The team behind PyTorch has opened up a repository of pre-trained machine learning models, in an effort to bring more reproducibility to the discipline – as well as a little user up/down voting.
While organisations fall over themselves to tout their data science credentials, “reproducibility”, one of the cornerstones of science, is sometimes an afterthought. Some would go so far as to argue that the whole data science world is rather muddled, compared to traditional science in general, or even computer science in particular.
As the intro to PyTorch Hub puts it, “…many machine learning publications are either not reproducible or are difficult to reproduce. With the continued growth in the number of research publications, including tens of thousands of papers now hosted on arXiv and submissions to conferences at an all time high, research reproducibility is more important than ever.”
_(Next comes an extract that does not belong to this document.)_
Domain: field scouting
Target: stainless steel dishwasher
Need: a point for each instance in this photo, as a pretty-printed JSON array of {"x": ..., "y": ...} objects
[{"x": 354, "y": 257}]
They go on to add that whilst many publications on models include “code as well as trained models” users are often left to work the steps themselves.
The aim with PyTorch Hub then is to offer “a simple API and workflow that provides the basic building blocks for improving machine learning research reproducibility.” It consists of a pre-trained model repository designed with built-in support for notebook environment Colab, and integration with Papers With Code.
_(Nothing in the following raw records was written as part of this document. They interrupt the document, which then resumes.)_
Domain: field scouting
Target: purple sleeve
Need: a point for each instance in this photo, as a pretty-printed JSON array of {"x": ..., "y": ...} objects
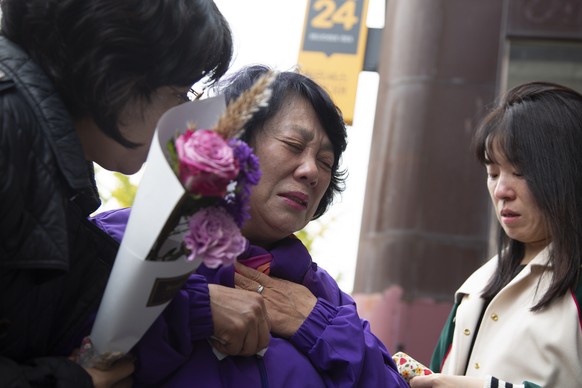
[
  {"x": 168, "y": 342},
  {"x": 340, "y": 343}
]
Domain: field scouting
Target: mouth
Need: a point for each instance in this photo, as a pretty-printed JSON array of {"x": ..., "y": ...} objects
[
  {"x": 508, "y": 213},
  {"x": 297, "y": 197}
]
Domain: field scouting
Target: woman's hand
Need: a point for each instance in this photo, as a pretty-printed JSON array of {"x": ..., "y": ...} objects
[
  {"x": 439, "y": 380},
  {"x": 241, "y": 325},
  {"x": 288, "y": 304},
  {"x": 116, "y": 376}
]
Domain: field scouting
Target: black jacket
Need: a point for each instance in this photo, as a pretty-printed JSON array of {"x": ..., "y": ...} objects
[{"x": 54, "y": 264}]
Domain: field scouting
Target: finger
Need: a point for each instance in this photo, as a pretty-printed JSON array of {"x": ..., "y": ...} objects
[
  {"x": 122, "y": 368},
  {"x": 264, "y": 333},
  {"x": 252, "y": 274},
  {"x": 242, "y": 282}
]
Users can explore available models, load them with a single command, and get a grasp of what methods are available for a model. The FAQ says that one of the next steps is to “implement and upvote/downvote system to surface the best models”.
If you want to post a model, you are responsible for hosting the model weights, using your “favourite cloud storage” or GitHub, if it fits the limits. Models trained on private data are not welcome.
Posting should be straightforward, requiring just the inclusion of a simple hubconf.py file, which will enumerate the models to be supported, and the dependencies they require. So far, there are 18 models in the hub.